My Dr is pretty sure I have managed to give myself a stress fracture in my lower leg and foot! Since my foot started hurting I have stopped running (5 weeks ago). After a visit to a physio, and A&E (Xrays were clear) I am being sent for an MRI to figure out what is going on!

I have been on crutches for 2 weeks to completely rest the lower leg, but after that I am trying to figure out what training I can do. Is swimming ok if I don't kick off the wall, also turbo training on the bike, should it be ok if I don't go for high power intervals?

My Physio has said that it can take 3-6 months to completely clear up, any suggestions about how to reintroduce running after a break of that long?

Many thanks

Be careful with stress fx.
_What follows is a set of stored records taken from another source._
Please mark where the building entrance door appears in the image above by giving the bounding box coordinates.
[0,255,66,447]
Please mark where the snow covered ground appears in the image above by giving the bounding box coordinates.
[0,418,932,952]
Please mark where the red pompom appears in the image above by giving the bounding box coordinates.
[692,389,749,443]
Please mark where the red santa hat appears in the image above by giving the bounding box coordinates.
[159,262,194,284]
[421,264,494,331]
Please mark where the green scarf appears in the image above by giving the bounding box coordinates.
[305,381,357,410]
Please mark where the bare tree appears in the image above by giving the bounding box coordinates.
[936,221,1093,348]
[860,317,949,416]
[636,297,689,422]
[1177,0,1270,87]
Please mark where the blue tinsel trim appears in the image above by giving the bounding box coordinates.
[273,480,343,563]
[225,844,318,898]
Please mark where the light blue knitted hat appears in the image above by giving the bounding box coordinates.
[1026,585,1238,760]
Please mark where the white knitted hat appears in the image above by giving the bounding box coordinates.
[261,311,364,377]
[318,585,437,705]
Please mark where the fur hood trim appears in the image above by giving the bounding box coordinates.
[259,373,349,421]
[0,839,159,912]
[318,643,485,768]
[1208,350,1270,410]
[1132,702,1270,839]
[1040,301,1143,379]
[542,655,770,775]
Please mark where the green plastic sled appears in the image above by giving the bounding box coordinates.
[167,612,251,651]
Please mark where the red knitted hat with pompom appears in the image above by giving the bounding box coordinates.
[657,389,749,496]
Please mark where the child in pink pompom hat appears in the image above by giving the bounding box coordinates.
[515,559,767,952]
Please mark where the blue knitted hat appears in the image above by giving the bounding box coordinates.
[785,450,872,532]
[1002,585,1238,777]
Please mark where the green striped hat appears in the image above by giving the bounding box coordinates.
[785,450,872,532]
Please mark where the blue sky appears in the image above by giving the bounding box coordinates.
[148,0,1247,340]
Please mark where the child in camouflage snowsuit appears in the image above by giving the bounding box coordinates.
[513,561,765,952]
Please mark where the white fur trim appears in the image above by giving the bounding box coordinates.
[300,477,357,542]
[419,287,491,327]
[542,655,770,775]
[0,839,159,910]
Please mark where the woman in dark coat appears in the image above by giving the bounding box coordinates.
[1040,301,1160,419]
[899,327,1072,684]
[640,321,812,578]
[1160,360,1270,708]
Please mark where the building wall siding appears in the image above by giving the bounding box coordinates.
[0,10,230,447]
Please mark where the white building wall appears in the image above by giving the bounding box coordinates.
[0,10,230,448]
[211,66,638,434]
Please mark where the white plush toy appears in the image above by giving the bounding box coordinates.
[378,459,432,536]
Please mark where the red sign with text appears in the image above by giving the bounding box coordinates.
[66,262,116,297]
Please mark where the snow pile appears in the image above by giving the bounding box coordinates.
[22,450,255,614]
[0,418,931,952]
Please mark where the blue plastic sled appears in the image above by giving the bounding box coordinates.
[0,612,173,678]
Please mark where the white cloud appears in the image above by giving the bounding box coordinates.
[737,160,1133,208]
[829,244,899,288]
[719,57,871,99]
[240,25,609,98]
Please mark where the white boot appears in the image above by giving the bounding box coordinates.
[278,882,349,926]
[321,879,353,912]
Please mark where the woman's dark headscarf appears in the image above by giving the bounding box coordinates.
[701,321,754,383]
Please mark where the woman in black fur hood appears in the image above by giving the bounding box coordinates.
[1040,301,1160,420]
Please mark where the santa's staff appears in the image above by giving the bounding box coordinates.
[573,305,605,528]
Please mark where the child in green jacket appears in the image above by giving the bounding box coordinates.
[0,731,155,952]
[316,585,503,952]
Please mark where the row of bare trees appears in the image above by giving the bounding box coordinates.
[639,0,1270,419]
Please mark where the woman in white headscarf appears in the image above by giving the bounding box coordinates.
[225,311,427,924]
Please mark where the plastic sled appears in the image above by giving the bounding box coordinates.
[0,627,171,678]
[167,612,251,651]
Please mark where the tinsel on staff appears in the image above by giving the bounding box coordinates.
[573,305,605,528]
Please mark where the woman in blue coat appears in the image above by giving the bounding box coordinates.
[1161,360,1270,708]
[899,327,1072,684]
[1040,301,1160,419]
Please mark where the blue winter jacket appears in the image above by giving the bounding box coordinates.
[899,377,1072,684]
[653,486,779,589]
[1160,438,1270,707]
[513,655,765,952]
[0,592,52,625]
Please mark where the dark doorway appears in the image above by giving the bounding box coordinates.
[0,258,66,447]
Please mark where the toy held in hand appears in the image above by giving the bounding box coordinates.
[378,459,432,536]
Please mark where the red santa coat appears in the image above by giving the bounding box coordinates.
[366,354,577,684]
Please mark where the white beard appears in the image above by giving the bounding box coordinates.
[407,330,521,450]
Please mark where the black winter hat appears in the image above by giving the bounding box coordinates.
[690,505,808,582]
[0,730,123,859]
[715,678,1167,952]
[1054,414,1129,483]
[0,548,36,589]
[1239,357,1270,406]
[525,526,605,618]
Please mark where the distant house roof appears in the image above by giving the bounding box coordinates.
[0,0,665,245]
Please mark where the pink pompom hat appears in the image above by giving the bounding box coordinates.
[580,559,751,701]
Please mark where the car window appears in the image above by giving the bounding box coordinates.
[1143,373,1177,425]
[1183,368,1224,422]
Make sure you find a good clinician who can help you figure out what caused it. Too much volume too quick? Increase in intensity too quickly? Hills? Sprints? New lifting routine? New plyometrics? Poor running mechanics? New running locations? etc etc.

Once you are healed, you shouldn't start jogging until you can walk at a brisk pace for 45-60min without pain and without pain later that day.

After that, 10-20% increase per week in overall volume.

Mind you training variables: Frequency, duration, and intensity.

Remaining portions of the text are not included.